Шейн заметил, как изменилось выражение ее лица, и проследил ее взгляд.
— Кто этот красивый пижон? Знаешь его, дорогая? Он смотрит так, будто вы знакомы. Он один из секретов, в которых стыдно признаться? Частица твоего прошлого или… — он вновь дотронулся до ее руки, — или частица твоего настоящего?
Она энергично встряхнула головой и произнесла слегка дрожащими губами:
— Если бы я только могла рассказать тебе, Шейн…
— Расскажи мне, моя радость, сбрось тяжесть с души.
Они замолчали, поскольку к столику подошел официант, и стали вместе обсуждать меню. Шейн заказал обед, достал сигарету, прикурил ее от пламени свечи и сказал:
— Итак. Я весь внимание.
Кэролин со всеми подробностями поведала ему о разговоре с заведующим сегодня днем и, рассказывая, будто переживала все заново. Закончив свой рассказ, она решилась взглянуть на человека в углу и, к своему огорчению, обнаружила, что он все еще наблюдает за ней.

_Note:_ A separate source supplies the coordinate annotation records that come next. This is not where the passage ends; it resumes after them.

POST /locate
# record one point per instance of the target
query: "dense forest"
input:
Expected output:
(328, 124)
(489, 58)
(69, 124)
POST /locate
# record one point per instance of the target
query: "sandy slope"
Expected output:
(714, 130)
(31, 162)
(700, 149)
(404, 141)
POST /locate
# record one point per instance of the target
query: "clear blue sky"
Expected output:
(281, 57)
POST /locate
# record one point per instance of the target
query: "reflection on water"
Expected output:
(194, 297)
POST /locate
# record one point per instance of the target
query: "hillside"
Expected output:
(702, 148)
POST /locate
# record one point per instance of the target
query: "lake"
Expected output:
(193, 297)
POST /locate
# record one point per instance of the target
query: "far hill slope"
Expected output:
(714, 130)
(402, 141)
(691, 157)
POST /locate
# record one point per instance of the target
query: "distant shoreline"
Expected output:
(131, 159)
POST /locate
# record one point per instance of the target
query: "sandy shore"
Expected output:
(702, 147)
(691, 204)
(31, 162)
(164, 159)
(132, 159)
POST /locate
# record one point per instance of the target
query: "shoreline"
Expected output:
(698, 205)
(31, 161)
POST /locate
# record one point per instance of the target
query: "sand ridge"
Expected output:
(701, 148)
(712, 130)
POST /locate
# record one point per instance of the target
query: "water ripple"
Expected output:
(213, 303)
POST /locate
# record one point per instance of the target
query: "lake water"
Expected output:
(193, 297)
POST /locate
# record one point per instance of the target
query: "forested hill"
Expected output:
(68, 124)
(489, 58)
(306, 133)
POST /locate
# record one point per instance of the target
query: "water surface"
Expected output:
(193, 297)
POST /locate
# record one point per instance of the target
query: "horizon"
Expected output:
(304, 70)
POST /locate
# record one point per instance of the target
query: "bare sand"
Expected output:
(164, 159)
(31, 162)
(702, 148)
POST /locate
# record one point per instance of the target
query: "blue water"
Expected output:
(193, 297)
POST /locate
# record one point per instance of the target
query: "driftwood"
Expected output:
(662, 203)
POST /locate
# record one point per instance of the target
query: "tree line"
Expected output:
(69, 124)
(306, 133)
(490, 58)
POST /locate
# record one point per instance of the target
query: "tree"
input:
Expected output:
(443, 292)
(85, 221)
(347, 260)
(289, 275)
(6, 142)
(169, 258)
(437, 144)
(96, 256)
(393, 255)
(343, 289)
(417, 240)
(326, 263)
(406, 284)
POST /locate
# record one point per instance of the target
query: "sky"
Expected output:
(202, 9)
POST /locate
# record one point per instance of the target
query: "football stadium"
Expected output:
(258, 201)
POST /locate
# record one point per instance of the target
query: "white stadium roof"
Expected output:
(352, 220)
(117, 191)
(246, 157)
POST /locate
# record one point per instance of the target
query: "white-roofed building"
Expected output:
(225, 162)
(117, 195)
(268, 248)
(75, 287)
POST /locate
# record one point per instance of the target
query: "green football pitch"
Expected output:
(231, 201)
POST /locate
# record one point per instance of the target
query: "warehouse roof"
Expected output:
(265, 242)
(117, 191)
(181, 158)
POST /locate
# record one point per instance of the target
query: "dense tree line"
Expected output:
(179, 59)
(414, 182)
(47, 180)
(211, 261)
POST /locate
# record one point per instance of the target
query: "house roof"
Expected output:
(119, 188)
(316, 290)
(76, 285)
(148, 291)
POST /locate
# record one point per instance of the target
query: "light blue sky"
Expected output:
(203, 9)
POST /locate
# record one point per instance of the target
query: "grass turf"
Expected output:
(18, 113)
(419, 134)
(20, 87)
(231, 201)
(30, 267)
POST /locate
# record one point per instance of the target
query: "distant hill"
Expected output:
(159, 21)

Она сказала Шейну, и тот медленно намеренно открыто сел вполоборота, чтобы в упор смотреть на человека, которого они обсуждали. Но тот уже перевел взгляд на закуски, которые официант расставлял перед ним.
Шейн забарабанил по столу кончиками пальцев:
— Это трудно, Кэролин, и я сомневаюсь, можешь ли ты что-либо с этим поделать в данной ситуации. На мой взгляд, тебе надо просто продержаться несколько месяцев, а затем сказать отцу, будто ты решила, что эта работа тебе не нравится.
— Но, Шейн, я уже один раз передумывала в середине практики, когда поняла, что не хочу быть учителем. Как же можно отказаться и от этой работы?
— Ну, дорогая, есть одна вещь, которую ты не можешь сказать отцу, и это — правда. Он сдвинул небо и землю, чтобы достать тебе эту должность, даже нарушил правила, как заявил тебе сегодня этот тип. — Он повернул голову в сторону Ричарда Хиндона.
Официант принес заказ и оставил их. Шейн продолжал:
— Знаешь, при всей самонадеянности этого, в углу, думаю, что могу представить его точку зрения. Судя по тому, что говорит отец, он ему просто изматывает душу. Каждое решение, принятое этим беднягой, по настоянию отца заворачивается для рассмотрения в комитете, даже если это касается исключительно внутренних дел библиотеки.
— Но, Шейн, — ее глаза стали умоляющими, — зачем переносить это на меня? Я не сделала ему ничего плохого.